Auch sie sind Konstituenten der  Lichtobjekte, obgleich sie unsichtbar für die Augen im Projektor stecken. Sobald der Projektor eingeschaltet wird, entwerfen diese an einem Auffangschirm das Bild eines Lichtspaltes bzw. eines Schattensteges. [Abb. 14, Abb. 15]

      
Abb. 14  Spaltbild (Projektionsbild des Lichtspalts)                               
Abb. 15  Stegbild (Projektionsbild des Schattenstegs)

Sie entwerfen inverse Bilder (Positivbild und Negativbild) nach der polaren Struktur: Licht innen – Schatten außen / Schatten innen – Licht außen.  Stellt man in den Weg des Lichtes ein Prisma, so wird das Licht seitlich abgelenkt und zeigt an der Stelle des Lichtspalts (genauer gesagt an der Stelle des Projektionsbildes von einem Lichtspalt) ein in die Breite gezogenes mehrfarbiges Bild, ein sogenanntes Regenbogenspektrum, das man auch Newtonspektrum (Abb. 16) nennt. Dabei wurde die Größe des Spaltes [0,21 mm] so gewählt, dass im Wesentlichen nur drei Farben [im kontinuierlichen Übergang] sichtbar waren: Rot, Grün und Blau.

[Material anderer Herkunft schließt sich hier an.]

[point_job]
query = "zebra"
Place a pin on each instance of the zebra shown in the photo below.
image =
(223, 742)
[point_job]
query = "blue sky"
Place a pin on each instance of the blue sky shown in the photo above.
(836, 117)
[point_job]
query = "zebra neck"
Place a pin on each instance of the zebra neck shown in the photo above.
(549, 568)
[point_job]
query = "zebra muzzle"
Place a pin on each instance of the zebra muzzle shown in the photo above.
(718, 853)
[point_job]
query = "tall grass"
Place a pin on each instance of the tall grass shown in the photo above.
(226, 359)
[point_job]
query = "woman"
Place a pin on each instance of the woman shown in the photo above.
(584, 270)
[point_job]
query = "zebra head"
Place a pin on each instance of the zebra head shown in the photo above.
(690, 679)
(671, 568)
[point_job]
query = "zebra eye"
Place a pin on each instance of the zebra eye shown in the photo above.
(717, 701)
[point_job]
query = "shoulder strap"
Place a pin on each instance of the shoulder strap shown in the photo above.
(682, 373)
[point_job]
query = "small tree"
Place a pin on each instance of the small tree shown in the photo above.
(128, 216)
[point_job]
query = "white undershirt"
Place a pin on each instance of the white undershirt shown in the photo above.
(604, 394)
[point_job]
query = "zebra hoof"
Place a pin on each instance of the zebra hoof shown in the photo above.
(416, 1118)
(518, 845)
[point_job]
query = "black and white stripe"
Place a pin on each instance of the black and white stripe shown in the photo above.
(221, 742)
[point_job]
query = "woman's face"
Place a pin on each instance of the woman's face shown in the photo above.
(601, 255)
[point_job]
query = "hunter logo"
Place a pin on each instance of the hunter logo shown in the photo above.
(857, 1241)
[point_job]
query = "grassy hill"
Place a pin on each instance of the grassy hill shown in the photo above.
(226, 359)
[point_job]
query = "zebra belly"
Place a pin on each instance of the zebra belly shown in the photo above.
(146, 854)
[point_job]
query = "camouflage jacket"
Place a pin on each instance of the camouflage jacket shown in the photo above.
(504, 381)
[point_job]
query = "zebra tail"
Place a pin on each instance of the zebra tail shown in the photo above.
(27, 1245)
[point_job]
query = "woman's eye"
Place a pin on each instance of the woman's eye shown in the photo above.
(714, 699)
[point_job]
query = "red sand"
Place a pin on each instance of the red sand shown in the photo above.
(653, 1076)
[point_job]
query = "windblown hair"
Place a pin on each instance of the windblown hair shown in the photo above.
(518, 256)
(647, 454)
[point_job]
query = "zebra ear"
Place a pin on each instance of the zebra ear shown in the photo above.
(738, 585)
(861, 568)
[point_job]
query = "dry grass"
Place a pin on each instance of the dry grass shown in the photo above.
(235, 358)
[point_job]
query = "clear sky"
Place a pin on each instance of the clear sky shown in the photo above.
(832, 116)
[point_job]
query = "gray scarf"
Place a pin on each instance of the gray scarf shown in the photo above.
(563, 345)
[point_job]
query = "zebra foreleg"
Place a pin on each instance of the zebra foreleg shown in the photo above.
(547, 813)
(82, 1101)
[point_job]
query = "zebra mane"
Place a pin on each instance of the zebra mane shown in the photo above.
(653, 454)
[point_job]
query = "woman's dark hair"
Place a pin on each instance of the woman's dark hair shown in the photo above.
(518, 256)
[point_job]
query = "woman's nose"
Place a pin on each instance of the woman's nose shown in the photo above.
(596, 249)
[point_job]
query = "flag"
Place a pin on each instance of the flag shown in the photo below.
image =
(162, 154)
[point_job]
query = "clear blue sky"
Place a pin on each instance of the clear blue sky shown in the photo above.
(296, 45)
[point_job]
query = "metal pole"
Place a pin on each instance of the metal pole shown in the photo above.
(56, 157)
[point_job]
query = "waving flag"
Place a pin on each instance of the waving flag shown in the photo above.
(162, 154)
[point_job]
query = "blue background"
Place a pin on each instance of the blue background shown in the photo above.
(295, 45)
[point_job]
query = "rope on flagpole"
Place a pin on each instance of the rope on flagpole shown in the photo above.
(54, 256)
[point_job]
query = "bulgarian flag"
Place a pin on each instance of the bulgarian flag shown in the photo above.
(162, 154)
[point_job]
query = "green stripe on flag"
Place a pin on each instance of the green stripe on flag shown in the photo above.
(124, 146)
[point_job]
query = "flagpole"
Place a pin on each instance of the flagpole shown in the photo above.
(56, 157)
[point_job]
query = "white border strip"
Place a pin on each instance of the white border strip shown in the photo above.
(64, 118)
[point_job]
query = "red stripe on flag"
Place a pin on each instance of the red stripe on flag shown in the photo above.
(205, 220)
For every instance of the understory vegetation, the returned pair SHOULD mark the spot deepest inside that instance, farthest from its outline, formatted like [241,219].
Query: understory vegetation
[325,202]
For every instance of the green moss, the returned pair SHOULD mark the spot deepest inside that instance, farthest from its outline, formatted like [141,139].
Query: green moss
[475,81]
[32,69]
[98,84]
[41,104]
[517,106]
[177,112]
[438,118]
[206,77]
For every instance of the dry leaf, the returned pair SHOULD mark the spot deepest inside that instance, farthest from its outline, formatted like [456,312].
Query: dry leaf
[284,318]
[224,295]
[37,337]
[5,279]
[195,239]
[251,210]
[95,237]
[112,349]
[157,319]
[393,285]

An der Stelle des Schattenstegs zeigt sich ebenfalls ein in die Breite gezogenes farbiges Bild, im Wesentlichen mit den Farben Türkis (Cyan), Magenta (Purpur) und Gelb. Ein solches farbgefächertes Bild nennt man auch ein umgekehrtes Spektrum oder Goethespektrum (Abb. 17). Es zeigt die exakten Komplementärfarben zum normalen Spektrum oder Newtonspektrum, ebenfalls im kontinuierlichen Übergang. Das Newtonspektrum findet sich in lichtlose Dunkelheit, das Goethespektrum in lichtvolle Helligkeit gebettet. Einfacher ausgedrückt sind sie nach ihrem typischen Merkmal Schatten
oder Licht gebettet .

      
Abb. 16 Newtonspektrum                Abb. 17 Goethespektrum

An diesen Spektren bzw. an ihrer Breite, ihren Farben und ihrem Verlauf orientieren sich die Öffnungen in den Auffang-schablonen (siehe Muster der Auffangschablonen Abb. 8 und Abb. 9), da eben durch diese die Spektren fragmentiert werden. Der polaren Ausgangsstruktur: Licht innen – Schatten außen / Schatten innen – Licht außen im Projektionsbild bzw. Positiv- und Negativbild folgen im Bildungsvorgang via Prismen farbkomplementäre Spektren, die entsprechend Schatten oder Licht gebettet sind (Abb. 16 und 17). Das Newtonspektrum erscheint stets in einem dunklen, das Goethespektrum stets in einem hellen Feld.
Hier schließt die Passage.